Accused of being a communist, Pridi fled into exile, but army
officers opposing the civilian prime minister's move staged a
coup in June 1933 that turned out Manopakorn, restored the
National Assembly, and set up a new government headed by Phahon.
With sentiment running in his favor, Pridi was permitted to
return to Bangkok and was subsequently cleared of the charges
against him.
In addition to factionalism within the cabinet, the
government was also confronted with a serious royalist revolt in
October 1933. The revolt was led by the king's cousin, Prince
Boworadet, who had been defense minister during the old regime.
Although the king gave no support to the prince, relations
between Prajadhipok and the political leaders deteriorated
thereafter.
The first parliamentary elections in the country's history
were held in November 1933. Although fewer than 10 percent of the
eligible voters cast their ballots, they confirmed Pridi's
popularity. Pridi and his supporters in the civilian left wing of
the People's Party were countered by a military faction that
rallied around his rival, Phibun. In 1934 Phibun was named
defense minister and proceeded to use his ministerial powers to
build his political constituency within the army. Campaigning for
a stronger military establishment in order to keep the country
out of foreign hands, he took every opportunity to assert the
superior efficiency of the military administration over the
civilian bureaucracy, which looked to Pridi for leadership. Prime
Minister Phahon had to maintain a precarious balance between the
Pridi and Phibun factions in the government.
The civilian conservatives had been discredited during the
Manopakorn regime and by the support some had given to the
royalist revolt.
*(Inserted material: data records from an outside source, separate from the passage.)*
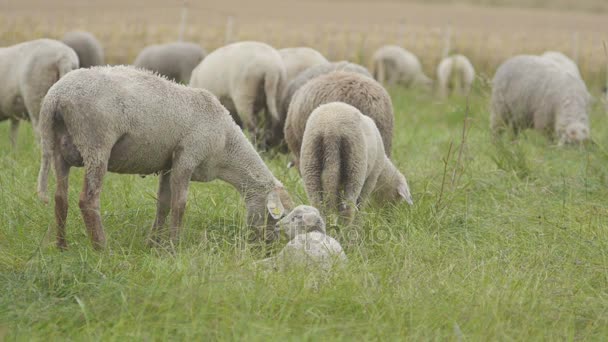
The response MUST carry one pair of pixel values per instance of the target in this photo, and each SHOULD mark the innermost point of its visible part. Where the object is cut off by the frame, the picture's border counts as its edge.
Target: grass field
(506, 241)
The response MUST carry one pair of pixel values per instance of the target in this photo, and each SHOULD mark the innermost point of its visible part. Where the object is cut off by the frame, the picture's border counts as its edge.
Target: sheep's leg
(89, 202)
(14, 130)
(62, 171)
(163, 206)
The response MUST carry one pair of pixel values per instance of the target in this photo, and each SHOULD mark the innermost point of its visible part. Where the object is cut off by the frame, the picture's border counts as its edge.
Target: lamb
(140, 123)
(394, 65)
(362, 92)
(174, 60)
(299, 59)
(343, 158)
(563, 61)
(28, 70)
(247, 77)
(534, 92)
(455, 73)
(87, 47)
(309, 245)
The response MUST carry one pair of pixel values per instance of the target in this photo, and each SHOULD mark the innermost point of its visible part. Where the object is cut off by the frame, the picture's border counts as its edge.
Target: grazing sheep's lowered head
(301, 220)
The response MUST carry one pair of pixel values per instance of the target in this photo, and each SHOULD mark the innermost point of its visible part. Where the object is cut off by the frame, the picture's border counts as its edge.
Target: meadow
(507, 239)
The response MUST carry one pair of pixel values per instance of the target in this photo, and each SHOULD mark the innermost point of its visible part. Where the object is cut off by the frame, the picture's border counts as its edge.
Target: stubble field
(507, 239)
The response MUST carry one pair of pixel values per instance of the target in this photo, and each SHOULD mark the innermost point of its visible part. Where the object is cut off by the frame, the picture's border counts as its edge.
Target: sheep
(343, 157)
(362, 92)
(309, 245)
(395, 65)
(299, 59)
(140, 123)
(28, 70)
(534, 92)
(86, 46)
(277, 136)
(563, 61)
(455, 73)
(174, 60)
(247, 77)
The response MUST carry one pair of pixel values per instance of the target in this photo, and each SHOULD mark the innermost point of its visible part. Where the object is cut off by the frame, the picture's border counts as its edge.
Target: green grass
(507, 241)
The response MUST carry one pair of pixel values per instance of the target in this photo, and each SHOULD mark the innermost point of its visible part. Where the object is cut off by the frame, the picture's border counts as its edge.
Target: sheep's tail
(47, 143)
(379, 72)
(272, 84)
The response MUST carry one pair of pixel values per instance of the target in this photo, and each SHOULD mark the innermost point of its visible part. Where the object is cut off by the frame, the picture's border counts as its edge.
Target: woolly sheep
(299, 59)
(140, 123)
(394, 65)
(533, 92)
(28, 70)
(174, 60)
(297, 83)
(563, 61)
(86, 46)
(362, 92)
(309, 244)
(247, 77)
(342, 159)
(455, 73)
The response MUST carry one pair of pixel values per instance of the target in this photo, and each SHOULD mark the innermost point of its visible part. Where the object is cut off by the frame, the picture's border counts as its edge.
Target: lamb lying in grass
(342, 160)
(140, 123)
(309, 244)
(535, 92)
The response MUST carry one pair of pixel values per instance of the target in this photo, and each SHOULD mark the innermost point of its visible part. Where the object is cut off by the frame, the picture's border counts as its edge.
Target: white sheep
(247, 77)
(393, 64)
(140, 123)
(28, 70)
(302, 78)
(86, 46)
(309, 245)
(563, 61)
(455, 73)
(342, 159)
(534, 92)
(362, 92)
(174, 60)
(299, 59)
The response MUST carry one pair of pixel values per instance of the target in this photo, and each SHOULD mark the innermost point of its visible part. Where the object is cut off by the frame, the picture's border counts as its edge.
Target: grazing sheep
(342, 159)
(309, 245)
(455, 73)
(360, 91)
(533, 92)
(277, 136)
(395, 65)
(140, 123)
(299, 59)
(28, 70)
(173, 60)
(247, 77)
(563, 61)
(87, 47)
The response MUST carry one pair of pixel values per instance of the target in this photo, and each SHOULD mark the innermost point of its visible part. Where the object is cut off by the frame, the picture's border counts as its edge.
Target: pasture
(507, 239)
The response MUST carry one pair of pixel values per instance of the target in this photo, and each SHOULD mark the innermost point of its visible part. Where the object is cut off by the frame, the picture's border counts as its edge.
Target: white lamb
(534, 92)
(309, 245)
(28, 71)
(394, 65)
(247, 77)
(455, 73)
(140, 123)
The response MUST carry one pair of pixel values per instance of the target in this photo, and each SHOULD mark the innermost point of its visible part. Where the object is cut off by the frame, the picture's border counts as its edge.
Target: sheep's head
(392, 185)
(303, 219)
(574, 133)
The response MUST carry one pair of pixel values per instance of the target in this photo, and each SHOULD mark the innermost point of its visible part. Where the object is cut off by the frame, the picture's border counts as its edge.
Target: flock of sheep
(336, 118)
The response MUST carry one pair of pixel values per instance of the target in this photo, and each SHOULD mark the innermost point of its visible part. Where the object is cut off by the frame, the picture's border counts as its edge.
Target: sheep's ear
(274, 205)
(404, 192)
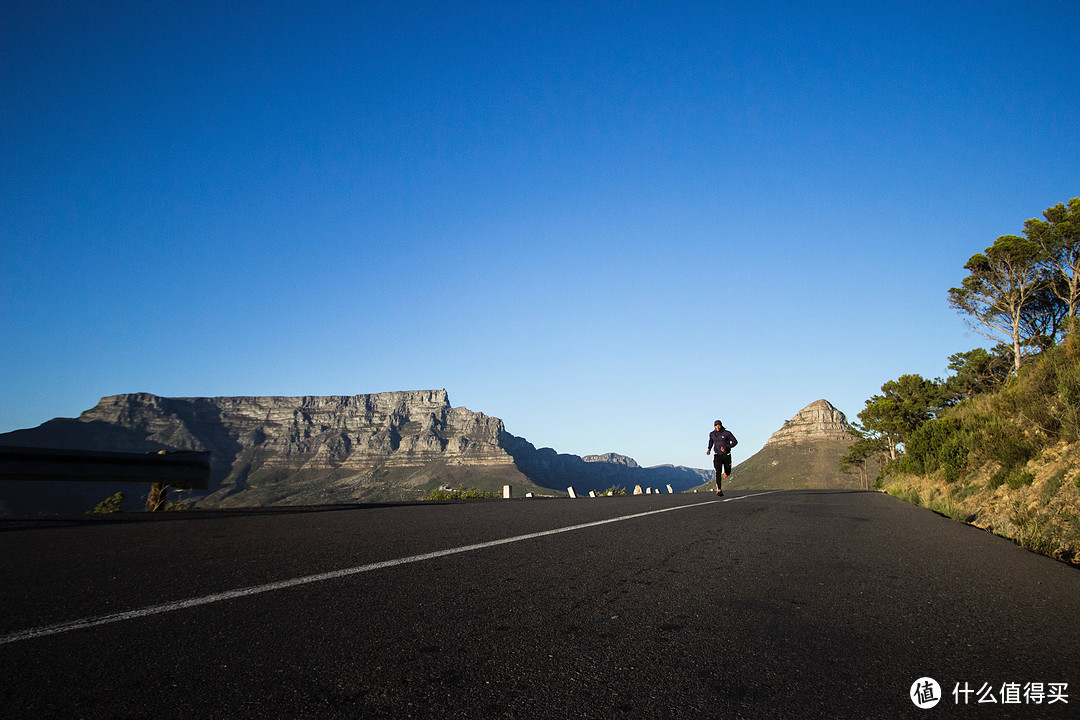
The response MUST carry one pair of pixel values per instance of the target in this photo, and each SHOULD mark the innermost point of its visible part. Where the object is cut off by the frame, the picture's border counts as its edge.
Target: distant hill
(319, 450)
(805, 452)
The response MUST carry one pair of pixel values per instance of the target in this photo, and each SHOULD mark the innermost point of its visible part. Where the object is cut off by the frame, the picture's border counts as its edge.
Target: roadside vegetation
(997, 444)
(460, 493)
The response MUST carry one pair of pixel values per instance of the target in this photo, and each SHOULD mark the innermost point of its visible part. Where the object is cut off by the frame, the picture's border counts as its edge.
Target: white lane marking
(334, 574)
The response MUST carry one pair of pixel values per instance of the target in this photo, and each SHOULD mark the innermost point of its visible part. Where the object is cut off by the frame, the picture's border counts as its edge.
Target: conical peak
(820, 420)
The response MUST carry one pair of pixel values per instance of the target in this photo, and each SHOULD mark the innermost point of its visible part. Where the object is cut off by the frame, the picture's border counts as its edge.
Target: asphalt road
(788, 605)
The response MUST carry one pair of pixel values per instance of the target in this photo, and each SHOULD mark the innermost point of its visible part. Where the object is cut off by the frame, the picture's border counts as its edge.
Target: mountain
(318, 450)
(805, 452)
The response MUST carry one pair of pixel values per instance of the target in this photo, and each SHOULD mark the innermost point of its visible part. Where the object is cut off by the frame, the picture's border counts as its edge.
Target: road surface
(781, 605)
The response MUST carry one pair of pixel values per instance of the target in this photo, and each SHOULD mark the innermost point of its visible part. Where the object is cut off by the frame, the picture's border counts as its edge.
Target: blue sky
(607, 223)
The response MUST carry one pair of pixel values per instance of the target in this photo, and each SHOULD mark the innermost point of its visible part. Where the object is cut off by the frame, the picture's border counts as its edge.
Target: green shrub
(944, 444)
(1018, 478)
(460, 493)
(110, 504)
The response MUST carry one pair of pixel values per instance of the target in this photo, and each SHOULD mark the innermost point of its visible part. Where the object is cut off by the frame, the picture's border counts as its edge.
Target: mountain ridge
(269, 450)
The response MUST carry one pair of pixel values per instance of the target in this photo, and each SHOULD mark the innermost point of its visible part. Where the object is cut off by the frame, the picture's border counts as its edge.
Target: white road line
(334, 574)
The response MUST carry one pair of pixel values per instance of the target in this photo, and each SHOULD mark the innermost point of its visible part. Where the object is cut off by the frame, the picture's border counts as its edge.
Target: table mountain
(316, 450)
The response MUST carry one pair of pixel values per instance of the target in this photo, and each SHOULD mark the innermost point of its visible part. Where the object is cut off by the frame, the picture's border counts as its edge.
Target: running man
(721, 440)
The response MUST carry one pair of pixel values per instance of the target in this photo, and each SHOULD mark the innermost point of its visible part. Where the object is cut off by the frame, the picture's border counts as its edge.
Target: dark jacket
(723, 440)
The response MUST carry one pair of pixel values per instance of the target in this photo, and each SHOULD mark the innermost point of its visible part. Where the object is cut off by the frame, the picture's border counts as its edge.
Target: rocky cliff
(316, 450)
(817, 421)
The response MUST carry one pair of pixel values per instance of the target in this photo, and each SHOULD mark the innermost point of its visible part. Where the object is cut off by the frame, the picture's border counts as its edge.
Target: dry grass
(1042, 515)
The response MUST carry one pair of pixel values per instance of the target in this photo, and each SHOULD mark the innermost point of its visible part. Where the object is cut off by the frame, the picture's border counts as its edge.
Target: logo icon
(926, 693)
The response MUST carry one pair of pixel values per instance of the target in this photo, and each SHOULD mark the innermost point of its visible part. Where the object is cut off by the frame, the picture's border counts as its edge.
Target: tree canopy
(1001, 289)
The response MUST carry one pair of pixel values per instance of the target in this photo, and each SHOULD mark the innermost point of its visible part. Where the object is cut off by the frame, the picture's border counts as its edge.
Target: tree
(860, 453)
(1000, 289)
(974, 372)
(903, 405)
(1058, 238)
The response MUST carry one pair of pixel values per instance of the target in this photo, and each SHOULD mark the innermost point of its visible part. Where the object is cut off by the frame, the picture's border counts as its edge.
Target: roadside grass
(460, 493)
(1036, 505)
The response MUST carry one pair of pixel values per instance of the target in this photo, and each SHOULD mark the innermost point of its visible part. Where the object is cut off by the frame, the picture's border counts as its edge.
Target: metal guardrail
(186, 470)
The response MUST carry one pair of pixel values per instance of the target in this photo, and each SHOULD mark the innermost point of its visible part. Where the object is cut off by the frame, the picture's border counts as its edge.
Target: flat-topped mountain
(316, 450)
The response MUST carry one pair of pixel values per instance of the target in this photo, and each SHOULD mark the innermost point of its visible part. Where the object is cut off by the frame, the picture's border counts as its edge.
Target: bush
(945, 444)
(110, 504)
(460, 493)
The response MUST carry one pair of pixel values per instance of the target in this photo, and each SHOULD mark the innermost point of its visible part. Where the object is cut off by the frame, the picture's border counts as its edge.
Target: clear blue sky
(607, 223)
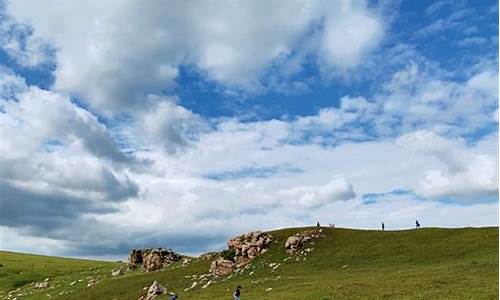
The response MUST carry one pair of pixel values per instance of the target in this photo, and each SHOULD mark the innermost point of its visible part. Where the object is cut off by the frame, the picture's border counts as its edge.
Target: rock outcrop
(152, 259)
(294, 242)
(248, 246)
(118, 272)
(221, 267)
(134, 258)
(242, 249)
(154, 291)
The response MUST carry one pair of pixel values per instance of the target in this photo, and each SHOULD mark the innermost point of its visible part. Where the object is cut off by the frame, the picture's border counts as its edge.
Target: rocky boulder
(154, 291)
(134, 258)
(250, 245)
(152, 259)
(294, 243)
(242, 249)
(221, 267)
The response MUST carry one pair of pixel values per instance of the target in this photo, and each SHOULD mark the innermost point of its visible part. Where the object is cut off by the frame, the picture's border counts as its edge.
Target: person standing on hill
(172, 296)
(237, 293)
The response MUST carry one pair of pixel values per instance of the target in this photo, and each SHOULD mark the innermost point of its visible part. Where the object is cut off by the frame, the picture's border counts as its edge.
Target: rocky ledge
(151, 259)
(242, 249)
(294, 243)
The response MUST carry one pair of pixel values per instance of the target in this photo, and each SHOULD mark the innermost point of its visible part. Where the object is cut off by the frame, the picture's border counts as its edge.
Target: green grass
(430, 263)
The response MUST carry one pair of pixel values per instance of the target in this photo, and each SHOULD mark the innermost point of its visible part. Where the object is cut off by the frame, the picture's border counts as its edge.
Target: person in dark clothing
(237, 293)
(173, 296)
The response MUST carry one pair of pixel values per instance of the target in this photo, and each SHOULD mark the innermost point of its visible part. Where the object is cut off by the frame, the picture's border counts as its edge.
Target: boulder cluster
(151, 259)
(295, 242)
(242, 249)
(154, 291)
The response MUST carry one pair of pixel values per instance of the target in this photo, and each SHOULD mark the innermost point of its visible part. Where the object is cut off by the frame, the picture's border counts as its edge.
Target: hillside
(429, 263)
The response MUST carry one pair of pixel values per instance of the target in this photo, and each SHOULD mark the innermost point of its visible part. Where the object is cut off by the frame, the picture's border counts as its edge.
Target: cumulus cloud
(20, 44)
(83, 182)
(104, 57)
(461, 174)
(337, 189)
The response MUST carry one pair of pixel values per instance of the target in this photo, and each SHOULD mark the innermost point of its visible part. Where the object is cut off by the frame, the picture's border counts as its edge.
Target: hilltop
(428, 263)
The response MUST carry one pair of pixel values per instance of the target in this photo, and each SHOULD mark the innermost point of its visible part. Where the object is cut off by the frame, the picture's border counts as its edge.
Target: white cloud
(338, 189)
(104, 56)
(462, 173)
(350, 31)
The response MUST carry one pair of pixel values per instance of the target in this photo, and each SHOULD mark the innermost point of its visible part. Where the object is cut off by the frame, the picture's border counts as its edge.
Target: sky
(180, 124)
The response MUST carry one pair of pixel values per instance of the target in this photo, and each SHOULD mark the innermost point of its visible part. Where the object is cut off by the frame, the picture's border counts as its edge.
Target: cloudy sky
(182, 123)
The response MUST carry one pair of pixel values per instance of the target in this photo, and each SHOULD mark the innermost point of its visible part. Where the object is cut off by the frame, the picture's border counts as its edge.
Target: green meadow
(429, 263)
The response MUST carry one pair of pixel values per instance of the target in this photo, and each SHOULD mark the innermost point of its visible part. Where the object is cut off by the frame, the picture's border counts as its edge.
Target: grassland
(429, 263)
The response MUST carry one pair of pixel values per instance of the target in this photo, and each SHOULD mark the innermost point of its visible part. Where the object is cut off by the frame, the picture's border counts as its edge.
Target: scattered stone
(295, 242)
(42, 285)
(207, 284)
(134, 259)
(248, 246)
(152, 259)
(154, 291)
(221, 267)
(118, 272)
(244, 249)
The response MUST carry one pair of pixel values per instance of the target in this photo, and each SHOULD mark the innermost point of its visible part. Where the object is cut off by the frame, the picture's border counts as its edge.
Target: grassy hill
(429, 263)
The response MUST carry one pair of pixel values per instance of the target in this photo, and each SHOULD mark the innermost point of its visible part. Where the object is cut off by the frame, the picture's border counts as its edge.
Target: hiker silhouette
(237, 293)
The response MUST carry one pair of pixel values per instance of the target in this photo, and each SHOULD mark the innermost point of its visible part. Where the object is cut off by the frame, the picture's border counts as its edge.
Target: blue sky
(180, 124)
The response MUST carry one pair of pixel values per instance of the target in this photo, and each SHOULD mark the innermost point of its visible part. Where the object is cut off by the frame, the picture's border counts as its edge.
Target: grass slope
(429, 263)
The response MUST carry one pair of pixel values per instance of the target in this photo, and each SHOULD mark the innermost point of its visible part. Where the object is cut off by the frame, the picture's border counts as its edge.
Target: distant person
(237, 293)
(172, 296)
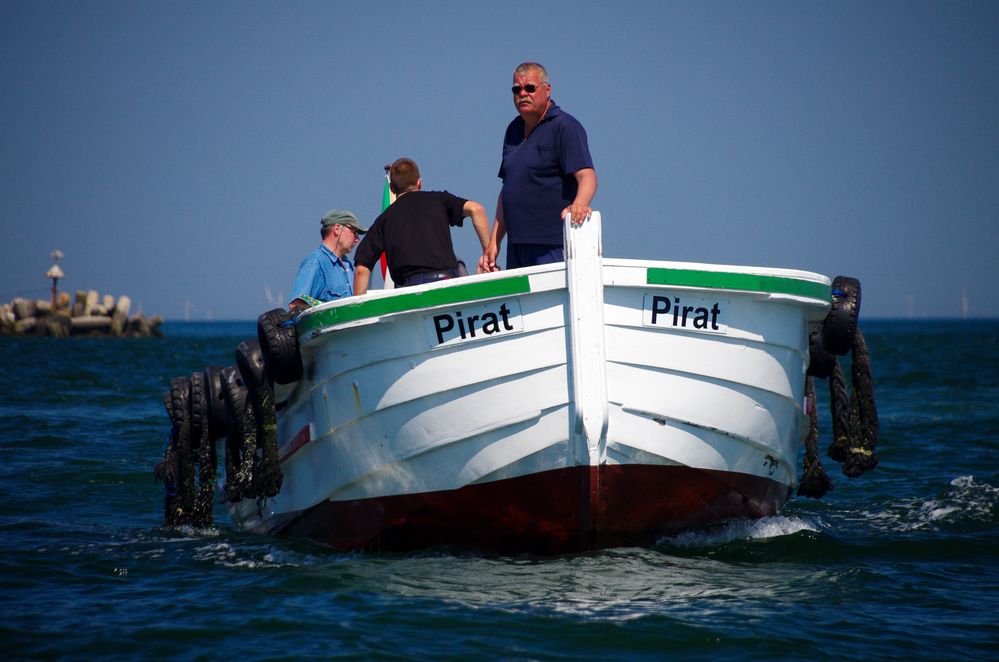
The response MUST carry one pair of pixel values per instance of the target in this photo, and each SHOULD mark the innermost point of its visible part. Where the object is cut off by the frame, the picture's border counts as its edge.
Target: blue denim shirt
(324, 276)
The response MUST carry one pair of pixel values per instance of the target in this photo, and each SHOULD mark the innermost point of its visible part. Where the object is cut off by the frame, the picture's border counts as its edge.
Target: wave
(966, 502)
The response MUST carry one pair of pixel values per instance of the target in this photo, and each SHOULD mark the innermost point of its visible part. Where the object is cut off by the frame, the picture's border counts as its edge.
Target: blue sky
(183, 152)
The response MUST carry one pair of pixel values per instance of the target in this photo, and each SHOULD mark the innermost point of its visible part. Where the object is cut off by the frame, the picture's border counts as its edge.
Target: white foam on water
(744, 529)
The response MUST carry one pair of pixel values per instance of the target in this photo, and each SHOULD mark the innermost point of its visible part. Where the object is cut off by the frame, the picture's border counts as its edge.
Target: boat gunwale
(800, 286)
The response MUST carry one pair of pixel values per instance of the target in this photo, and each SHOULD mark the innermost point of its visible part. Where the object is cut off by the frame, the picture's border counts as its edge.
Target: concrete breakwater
(88, 314)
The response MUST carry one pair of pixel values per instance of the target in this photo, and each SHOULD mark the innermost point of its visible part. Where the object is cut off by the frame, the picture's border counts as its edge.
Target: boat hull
(574, 406)
(551, 512)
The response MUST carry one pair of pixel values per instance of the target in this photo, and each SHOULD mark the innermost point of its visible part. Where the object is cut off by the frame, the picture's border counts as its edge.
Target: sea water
(901, 563)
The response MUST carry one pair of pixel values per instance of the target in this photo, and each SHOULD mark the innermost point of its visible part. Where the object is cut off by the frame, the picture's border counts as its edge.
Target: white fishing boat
(586, 404)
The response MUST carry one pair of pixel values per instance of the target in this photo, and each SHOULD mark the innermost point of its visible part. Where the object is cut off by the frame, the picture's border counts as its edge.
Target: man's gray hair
(524, 67)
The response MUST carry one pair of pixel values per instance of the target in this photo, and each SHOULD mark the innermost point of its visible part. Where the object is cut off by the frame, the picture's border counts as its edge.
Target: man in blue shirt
(327, 273)
(547, 172)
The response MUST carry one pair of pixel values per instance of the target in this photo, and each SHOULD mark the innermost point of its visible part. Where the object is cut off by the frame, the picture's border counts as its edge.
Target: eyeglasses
(530, 88)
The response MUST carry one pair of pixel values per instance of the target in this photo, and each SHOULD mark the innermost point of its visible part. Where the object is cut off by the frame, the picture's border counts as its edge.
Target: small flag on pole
(388, 197)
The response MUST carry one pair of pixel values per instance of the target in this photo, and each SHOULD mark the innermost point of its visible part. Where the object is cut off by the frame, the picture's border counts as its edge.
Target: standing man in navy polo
(547, 172)
(327, 273)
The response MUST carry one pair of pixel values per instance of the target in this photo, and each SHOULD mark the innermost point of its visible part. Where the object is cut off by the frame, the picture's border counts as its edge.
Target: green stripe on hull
(733, 281)
(404, 302)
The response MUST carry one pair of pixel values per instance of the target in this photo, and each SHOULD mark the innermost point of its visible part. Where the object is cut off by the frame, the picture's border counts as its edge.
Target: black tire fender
(279, 345)
(840, 324)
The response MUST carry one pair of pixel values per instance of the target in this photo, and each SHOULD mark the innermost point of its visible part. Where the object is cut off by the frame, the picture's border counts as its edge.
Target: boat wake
(740, 530)
(966, 502)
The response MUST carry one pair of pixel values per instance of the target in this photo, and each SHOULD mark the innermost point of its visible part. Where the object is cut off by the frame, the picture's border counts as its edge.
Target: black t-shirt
(415, 234)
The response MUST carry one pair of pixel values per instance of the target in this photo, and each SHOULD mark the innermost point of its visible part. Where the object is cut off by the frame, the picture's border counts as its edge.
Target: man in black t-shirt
(414, 232)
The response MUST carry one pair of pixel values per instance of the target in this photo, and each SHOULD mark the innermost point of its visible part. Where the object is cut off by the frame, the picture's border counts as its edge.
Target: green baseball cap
(342, 217)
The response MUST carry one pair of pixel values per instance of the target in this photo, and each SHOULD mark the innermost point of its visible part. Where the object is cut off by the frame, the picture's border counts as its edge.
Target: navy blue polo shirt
(537, 174)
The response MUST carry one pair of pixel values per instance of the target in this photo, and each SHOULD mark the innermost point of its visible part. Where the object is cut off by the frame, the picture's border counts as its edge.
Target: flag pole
(388, 197)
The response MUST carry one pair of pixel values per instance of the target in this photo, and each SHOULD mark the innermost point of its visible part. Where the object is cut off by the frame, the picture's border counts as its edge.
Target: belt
(429, 277)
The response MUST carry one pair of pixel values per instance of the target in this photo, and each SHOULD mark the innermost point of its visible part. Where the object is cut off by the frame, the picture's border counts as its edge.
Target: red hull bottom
(554, 512)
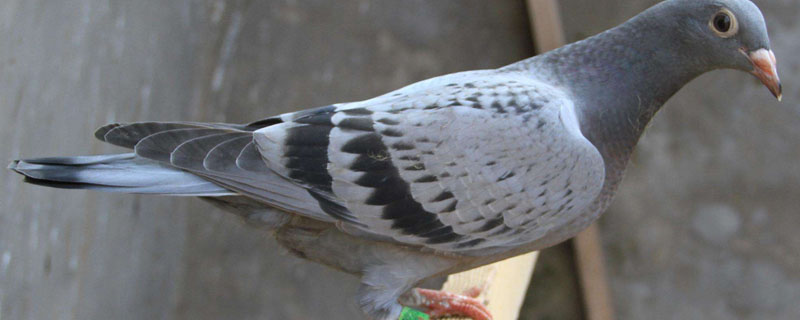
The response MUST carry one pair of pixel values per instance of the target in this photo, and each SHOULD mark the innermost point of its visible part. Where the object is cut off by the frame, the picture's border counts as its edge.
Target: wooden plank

Their loss of influence deprived the king of
effective political allies in the government. In March 1935,
Prajadhipok abdicated without naming a successor, charging the
Phahon government with abuse of power in curtailing the royal
veto. He went into retirement in Britain. His ten-year-old
nephew, Ananda Mahidol (Rama VIII, 1935-46), who was attending
school in Switzerland, was named king to succeed him, and a
regency council, which included Pridi, was appointed to carry out
those functions of the monarchy retained under the constitution.
The new king did not return to his country until 1945.